There are human examples, as well, such as "lactase persistence" (the ability in adults to digest the sugar in cow’s milk), a trait possessed by about 35 percent of the world’s population — and growing, since the gene determining it is dominant. Geneticists estimate that this ability emerged anywhere from 2200 to 20,000 years ago, but since the habit of drinking cow’s milk presumably arose after cattle were domesticated around 7000 years ago, the more recent dates are the most likely. Let's take the minor point first: When did we domesticate cattle? It was at least 10,000 years ago, or by 8000 b.c. (1). So, the more recent dates are not the most likely. Instead, they are impossible. The less recent dates are the most likely. Indeed, they are the only possibility. Add to that that we've got pigs carried (by humans) to Mediterranean islands 11,000 years ago (2) and "domesticated" dog dna that goes back even further. (3) But that's the minor point. The major point is that a third of us can now handle milk sugar. But there are 2 problems with using that as an example to show that we can safely ignore -- or even pay less attention to -- evolutionary adaptations of early humans:
1) It's only a third of us. If public health policy pushed milk consumption, then the majority of us would be harmed instead of helped. Conversely, if public health policy pushed PaleoFoods, then most of us would benefit.
2) It's only the sugar digestion. Milk is not just a carrier for milk sugar. Instead, it is a lot of things. It has a lot of ingredients. Let's guess and say that there are a million ingredients in milk. This guess may be wrong, but it is correct when viewed inside the wide-but-illuminative error margin of 4 orders of magnitude (there are definitely more than 100 ingredients in milk, and there are definitely less than 10 billion ingredients in milk). Using the lower end of our fancy, new and totally-correct range of ingredients (100), we can see that lactose is only at most 1-out-of-100 things. Adapting to 1% of something isn't necessarily proof of a whole lot of adaptation.

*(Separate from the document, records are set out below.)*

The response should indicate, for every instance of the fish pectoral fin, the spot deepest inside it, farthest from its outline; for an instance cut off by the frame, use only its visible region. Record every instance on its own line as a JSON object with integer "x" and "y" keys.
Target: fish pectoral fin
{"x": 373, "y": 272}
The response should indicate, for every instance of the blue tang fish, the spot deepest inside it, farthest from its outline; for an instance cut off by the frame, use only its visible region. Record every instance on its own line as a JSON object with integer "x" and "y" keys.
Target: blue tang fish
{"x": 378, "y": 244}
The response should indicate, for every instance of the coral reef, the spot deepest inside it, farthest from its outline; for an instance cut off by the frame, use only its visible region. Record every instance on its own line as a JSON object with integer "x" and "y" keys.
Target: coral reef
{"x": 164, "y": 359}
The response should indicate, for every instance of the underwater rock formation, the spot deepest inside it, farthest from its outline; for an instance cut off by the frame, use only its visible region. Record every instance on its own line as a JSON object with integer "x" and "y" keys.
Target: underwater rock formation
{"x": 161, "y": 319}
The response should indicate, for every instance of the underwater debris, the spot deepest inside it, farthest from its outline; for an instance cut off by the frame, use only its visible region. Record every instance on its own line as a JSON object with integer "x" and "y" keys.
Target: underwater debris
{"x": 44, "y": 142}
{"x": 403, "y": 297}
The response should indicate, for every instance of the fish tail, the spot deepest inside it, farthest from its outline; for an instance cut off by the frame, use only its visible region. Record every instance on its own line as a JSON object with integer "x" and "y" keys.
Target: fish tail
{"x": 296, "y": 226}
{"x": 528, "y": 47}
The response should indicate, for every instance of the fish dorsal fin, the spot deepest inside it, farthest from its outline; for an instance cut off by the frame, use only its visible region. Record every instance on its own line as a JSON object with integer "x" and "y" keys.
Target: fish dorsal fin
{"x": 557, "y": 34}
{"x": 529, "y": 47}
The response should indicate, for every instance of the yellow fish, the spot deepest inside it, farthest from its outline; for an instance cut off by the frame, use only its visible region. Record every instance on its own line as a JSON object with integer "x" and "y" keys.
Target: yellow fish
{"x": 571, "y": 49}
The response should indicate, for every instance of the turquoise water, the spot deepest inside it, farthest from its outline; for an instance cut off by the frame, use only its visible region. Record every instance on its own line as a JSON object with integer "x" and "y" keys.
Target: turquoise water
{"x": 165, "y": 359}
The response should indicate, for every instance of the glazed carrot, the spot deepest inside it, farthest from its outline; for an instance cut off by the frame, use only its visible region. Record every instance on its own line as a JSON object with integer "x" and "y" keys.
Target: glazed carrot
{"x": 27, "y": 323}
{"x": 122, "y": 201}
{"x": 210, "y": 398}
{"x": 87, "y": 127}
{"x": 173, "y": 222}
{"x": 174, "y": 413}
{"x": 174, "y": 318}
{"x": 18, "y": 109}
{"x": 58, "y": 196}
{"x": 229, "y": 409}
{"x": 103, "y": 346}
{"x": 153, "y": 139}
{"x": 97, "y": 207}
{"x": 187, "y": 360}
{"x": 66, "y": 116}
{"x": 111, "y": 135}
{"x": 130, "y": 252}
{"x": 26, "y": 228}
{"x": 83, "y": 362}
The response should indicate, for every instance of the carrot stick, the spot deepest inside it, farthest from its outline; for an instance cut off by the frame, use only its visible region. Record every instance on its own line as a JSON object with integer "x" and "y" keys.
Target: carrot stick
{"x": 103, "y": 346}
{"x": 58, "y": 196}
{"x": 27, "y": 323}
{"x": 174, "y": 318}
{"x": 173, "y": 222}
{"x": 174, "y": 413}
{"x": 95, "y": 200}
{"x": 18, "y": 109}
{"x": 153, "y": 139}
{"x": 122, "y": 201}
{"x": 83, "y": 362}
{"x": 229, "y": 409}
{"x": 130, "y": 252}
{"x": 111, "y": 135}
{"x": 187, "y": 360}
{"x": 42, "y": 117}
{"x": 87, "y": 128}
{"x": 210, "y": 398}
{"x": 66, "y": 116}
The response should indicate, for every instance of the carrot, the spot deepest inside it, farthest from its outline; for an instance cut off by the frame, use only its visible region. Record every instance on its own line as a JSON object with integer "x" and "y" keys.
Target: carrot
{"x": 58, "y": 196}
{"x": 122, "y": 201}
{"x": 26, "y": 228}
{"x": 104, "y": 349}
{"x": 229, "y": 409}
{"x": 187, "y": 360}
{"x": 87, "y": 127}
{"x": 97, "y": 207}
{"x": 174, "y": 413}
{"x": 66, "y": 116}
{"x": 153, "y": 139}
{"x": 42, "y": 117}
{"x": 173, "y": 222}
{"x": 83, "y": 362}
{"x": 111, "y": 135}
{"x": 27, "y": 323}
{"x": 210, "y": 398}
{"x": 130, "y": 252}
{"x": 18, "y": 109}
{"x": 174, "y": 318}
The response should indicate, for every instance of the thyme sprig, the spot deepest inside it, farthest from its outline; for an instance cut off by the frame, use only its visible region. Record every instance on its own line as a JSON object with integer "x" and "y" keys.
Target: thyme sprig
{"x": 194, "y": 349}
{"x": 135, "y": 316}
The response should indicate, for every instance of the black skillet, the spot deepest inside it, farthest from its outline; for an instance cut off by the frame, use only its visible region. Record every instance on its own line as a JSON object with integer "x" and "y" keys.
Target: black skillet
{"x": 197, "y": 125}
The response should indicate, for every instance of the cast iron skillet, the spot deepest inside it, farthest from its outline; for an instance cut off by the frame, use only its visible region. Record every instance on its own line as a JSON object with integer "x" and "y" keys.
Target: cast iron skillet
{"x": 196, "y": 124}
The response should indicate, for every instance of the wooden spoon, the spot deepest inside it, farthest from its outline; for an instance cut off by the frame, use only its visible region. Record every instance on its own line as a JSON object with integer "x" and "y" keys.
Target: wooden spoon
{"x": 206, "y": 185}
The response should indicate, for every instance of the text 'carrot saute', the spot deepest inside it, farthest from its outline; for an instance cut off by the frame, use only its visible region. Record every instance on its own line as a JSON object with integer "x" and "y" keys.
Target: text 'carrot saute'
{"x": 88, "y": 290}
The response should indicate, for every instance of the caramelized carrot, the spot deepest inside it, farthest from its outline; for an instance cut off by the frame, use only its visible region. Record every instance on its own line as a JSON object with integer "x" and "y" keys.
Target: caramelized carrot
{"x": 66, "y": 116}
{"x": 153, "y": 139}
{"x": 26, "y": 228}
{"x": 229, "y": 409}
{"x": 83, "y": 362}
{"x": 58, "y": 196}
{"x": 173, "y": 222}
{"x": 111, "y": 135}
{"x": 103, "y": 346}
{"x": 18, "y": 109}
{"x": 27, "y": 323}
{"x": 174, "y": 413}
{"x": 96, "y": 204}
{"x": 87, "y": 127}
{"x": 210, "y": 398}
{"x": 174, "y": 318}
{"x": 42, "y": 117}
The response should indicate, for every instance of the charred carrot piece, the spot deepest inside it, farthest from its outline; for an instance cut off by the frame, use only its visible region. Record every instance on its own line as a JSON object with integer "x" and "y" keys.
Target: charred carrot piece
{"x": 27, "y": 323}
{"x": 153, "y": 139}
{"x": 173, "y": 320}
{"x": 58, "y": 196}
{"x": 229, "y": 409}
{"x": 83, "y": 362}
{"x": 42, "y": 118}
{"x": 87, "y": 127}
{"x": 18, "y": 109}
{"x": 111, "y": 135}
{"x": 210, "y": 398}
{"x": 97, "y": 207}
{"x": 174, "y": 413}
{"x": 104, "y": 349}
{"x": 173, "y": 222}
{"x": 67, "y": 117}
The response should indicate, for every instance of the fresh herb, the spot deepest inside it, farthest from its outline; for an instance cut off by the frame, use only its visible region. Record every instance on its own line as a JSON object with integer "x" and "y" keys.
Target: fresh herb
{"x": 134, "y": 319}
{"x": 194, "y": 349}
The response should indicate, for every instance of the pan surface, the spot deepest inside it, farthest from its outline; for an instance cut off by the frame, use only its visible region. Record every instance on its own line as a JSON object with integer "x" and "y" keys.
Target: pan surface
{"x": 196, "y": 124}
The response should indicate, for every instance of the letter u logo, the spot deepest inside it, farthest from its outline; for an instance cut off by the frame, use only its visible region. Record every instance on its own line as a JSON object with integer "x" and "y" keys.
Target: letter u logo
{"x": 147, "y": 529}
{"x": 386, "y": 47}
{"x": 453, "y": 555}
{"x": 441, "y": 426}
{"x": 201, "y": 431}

For instance, what if we adapted to the lactose but still retained sensitivity (allergy) to milk proteins? Could we say that, because we can now handle one of the ingredients in milk (lactose), can we then say that we have adapted to milk? What about the proteins in milk? In fact, don't we have to adapt to all of the ingredients in milk before we can say we have adapted to milk and that it "does a body good?"
By the way, this same type of debate was had about baby formula vs. mother's milk -- Can't we give babies "evolutionarily-new" ingredients (e.g., soy protein) without causing them any distress or disease? -- and it turns out that the "evolutionary-diet" side won that debate.
Ed
Reference:
(1) Earliest date for milk use in the Near East and southeastern Europe linked to cattle herding. (2) Pre-Neolithic wild boar management and introduction to Cyprus more than 11,400 years ago. (3) [The origins of dogs: archaeozoology, genetics, and ancient DNA].